In retrospect, the reason was pretty damn obvious:
People Don’t Know What They Want
The root of the problem is that the people at each phase of this approach cannot express accurately what they want. A small inconsistency, a minor oversight, at the beginning of the process will snowball as it is elaborated by the following steps. It’s like a party game of telephone, but without the cake. And without any way of checking as you go along, the discrepancies pile up at the end, leading to a massive amount of rework (and project cancellations).
In that case, it would be reasonable to ask why any software project succeeded. The answer is also fairly obvious:
People Don’t Do What They Should Do
Teams in the 1990s knew intuitively that this kind of snowballing cascade of small errors was unsustainable, so they subverted the project development structures imposed on them. They chose to ignore things that were patently incorrect. They talked to each other, and adjusted what they did in order to produce bits of code that would actually work together. And they got better and better at padding estimates.
Along Comes The Manifesto
The Manifesto for Agile Software Development, created in 2001, explicitly acknowledged that specifications at all levels were suspect, and that the only true measure of a project is the value it produces. It insisted that people should be in the loop, applying their intuition and skill to take small steps, and then using feedback to asses how successful they’d been. Each step was like a mini-waterfall, tacitly running from requirements to tests in a matter on minutes, often publishing code to the end users many times a day.
(I’m resisting the temptation here to rant about the current state of “agile.” That’ll be another article.)
What Has This to Do With AI?
Used properly, nothing.
But that’s not what I’m seeing. Companies are jumping on AI as a way of removing those messy (and expensive) humans from the process of developing software.

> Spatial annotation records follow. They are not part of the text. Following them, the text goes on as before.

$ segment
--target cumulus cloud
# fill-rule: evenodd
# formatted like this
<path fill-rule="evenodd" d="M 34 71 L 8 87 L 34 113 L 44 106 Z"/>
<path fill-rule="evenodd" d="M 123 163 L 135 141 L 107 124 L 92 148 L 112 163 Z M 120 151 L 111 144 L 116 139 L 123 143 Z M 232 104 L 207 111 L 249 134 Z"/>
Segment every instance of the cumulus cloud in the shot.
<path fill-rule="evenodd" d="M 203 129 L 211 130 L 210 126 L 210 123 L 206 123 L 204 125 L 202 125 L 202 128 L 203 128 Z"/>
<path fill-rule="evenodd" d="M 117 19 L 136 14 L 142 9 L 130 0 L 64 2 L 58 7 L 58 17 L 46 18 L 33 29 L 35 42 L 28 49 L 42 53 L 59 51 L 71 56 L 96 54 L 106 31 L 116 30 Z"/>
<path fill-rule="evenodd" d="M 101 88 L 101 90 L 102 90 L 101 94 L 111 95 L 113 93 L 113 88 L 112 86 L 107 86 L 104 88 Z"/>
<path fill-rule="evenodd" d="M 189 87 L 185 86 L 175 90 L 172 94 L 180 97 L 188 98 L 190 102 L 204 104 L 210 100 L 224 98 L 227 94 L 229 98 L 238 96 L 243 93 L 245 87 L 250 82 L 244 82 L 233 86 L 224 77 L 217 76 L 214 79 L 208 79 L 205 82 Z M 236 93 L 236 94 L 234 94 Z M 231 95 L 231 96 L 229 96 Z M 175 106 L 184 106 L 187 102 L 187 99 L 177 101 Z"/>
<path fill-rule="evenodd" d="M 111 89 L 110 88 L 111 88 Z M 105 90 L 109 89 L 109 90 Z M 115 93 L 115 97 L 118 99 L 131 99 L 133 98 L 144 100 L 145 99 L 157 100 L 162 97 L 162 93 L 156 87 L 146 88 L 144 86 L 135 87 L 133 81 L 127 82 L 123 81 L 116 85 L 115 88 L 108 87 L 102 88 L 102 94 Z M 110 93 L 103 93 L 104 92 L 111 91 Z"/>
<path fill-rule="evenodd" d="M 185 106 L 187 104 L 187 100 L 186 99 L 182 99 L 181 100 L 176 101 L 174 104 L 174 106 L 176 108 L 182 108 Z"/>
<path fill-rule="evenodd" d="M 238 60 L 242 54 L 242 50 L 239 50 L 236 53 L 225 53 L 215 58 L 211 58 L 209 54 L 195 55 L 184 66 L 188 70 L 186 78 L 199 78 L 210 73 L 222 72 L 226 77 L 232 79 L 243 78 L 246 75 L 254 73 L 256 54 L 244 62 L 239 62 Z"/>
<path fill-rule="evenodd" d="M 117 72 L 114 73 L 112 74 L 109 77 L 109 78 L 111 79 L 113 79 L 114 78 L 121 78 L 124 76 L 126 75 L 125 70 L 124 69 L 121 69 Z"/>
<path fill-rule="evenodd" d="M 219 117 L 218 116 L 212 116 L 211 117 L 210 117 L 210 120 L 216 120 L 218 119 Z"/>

Right now (early 2025), we’re starting see a move from AI as coding assistant to AI as program writer. Nonprogrammers are working with Claude and ChatGPT to create simple programs. Companies are experimenting more and more with content produced largely by AI.
And the problem with that is the same as the problem with the poorly-applied waterfall approach: people don’t know what they want. They’ll ask AI for a solution to their perceived need, and then run what they are given, often without understanding what it does. This applies equally to end users and (amazingly) to developers.
So the AI produces code based on at best a partial and at worst an inaccurate description, and then that code becomes part of a larger system, integrating with other chunks of imaginary code.
That’s OK, people say. We’ll have the AI write tests, too.
Have you gone mad??
Shape The Tool To Your Hand
Don’t get me wrong. AI is a world-changing tool.
But good software developers have already changed the world beyond recognition. And they’ve done that by taking uncertain, inaccurate ideas and using their experience, intuition, and communications skills to hone them into something that changes people’s lives.
Remove these people from the equation, and will be back in the 1990s, in a world full of poor software and unmet needs.
Or am I just being a Luddite? Let’s discuss below.
Have fun
Dave
I think AI still replace jobs, simply because now you need less software engineers to produce the same results
You are being a Luddite, but that is a compliment. Understanding and discussing the human skill and value present, as well as what technology is good at and not good at is all the Luddites were doing.